Fix: Identify your 3 to 5 core topics. Audit existing content for depth and specificity. Consolidate thin posts into comprehensive resources. Publish new cornerstone content that demonstrates genuine expertise.
Mistake 5: Missing structured data
Symptoms: AI retrieval systems find your competitors but not you, even when your content is comparable in quality. Your pages appear in traditional search but not in AI-generated answers.
Why it happens: Retrieval systems use structured data as a fast signal for relevance and reliability. Without schema markup, the system has to parse your marketing copy to understand what you offer. Competitors with clean structured data get prioritized.
Fix: Implement the schema types relevant to your business: Organization, Product, Service, FAQPage, HowTo, Article. Validate with Google's Rich Results Test. Ensure the structured data matches the visible page content exactly.
Mistake 6: Blocking AI crawlers
Symptoms: Your business appeared in AI answers previously but stopped. Or you notice AI assistants have outdated information about your business.
Why it happens: Some businesses block AI crawlers (GPTBot, Google-Extended, etc.) in robots.txt, either intentionally or as part of a broad bot-blocking rule. This prevents retrieval systems from accessing your current content.
Fix: Check your robots.txt for rules that block AI crawlers. If you are blocking them intentionally, understand the trade-off: you are preventing your content from being used in training, but also preventing it from being retrieved for real-time answers. For most businesses, allowing retrieval crawlers is beneficial.
Mistake 7: Optimizing for one AI platform
Symptoms: You show up in ChatGPT but not Gemini, or vice versa. Your visibility is inconsistent across different AI assistants.
Why it happens: Each AI platform uses different retrieval systems, different training data, and different ranking signals. Optimizing specifically for one (for example, by studying ChatGPT's retrieval patterns) creates fragile visibility.

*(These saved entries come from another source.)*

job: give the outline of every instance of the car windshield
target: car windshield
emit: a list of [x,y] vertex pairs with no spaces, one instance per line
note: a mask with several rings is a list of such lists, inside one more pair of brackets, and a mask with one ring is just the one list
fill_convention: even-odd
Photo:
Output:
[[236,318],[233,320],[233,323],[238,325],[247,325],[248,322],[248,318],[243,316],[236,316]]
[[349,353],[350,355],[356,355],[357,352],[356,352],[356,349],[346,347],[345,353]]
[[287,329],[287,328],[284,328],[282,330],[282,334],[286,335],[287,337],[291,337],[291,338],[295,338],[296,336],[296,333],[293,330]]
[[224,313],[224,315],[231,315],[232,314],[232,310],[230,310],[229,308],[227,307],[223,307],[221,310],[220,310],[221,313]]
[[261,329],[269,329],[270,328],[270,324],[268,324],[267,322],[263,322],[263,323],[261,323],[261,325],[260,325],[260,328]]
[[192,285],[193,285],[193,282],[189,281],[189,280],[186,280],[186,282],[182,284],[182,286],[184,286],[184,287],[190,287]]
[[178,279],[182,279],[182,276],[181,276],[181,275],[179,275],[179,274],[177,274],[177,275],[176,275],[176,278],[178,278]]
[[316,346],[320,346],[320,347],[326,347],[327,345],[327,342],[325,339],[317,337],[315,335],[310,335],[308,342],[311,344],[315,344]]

Fix: Focus on the fundamentals that work across all platforms: entity clarity, content depth, external validation, and structured data. These signals are platform-agnostic because they reflect genuine authority and relevance.
Mistake 8: Expecting instant results
Symptoms: You made all the right changes but AI assistants still do not mention you after a few weeks. You conclude that LLM SEO does not work.
Why it happens: Training data updates happen on the model provider's schedule, which can be months apart. Retrieval-based visibility depends on your content being indexed and ranked by the underlying search systems, which also takes time.
Fix: Set realistic timelines. Retrieval-based changes (schema, content updates, FAQ pages) can show results in weeks to months. Training-data changes may take 6 months or more. Track progress by testing regularly and documenting what AI assistants say about your business over time.
Takeaway
Most LLM visibility problems trace back to one of these eight mistakes. Diagnose which ones apply to your situation before making changes. Fix them in order of dependency: entity definition first, then content depth, then external signals. Do not skip the foundations.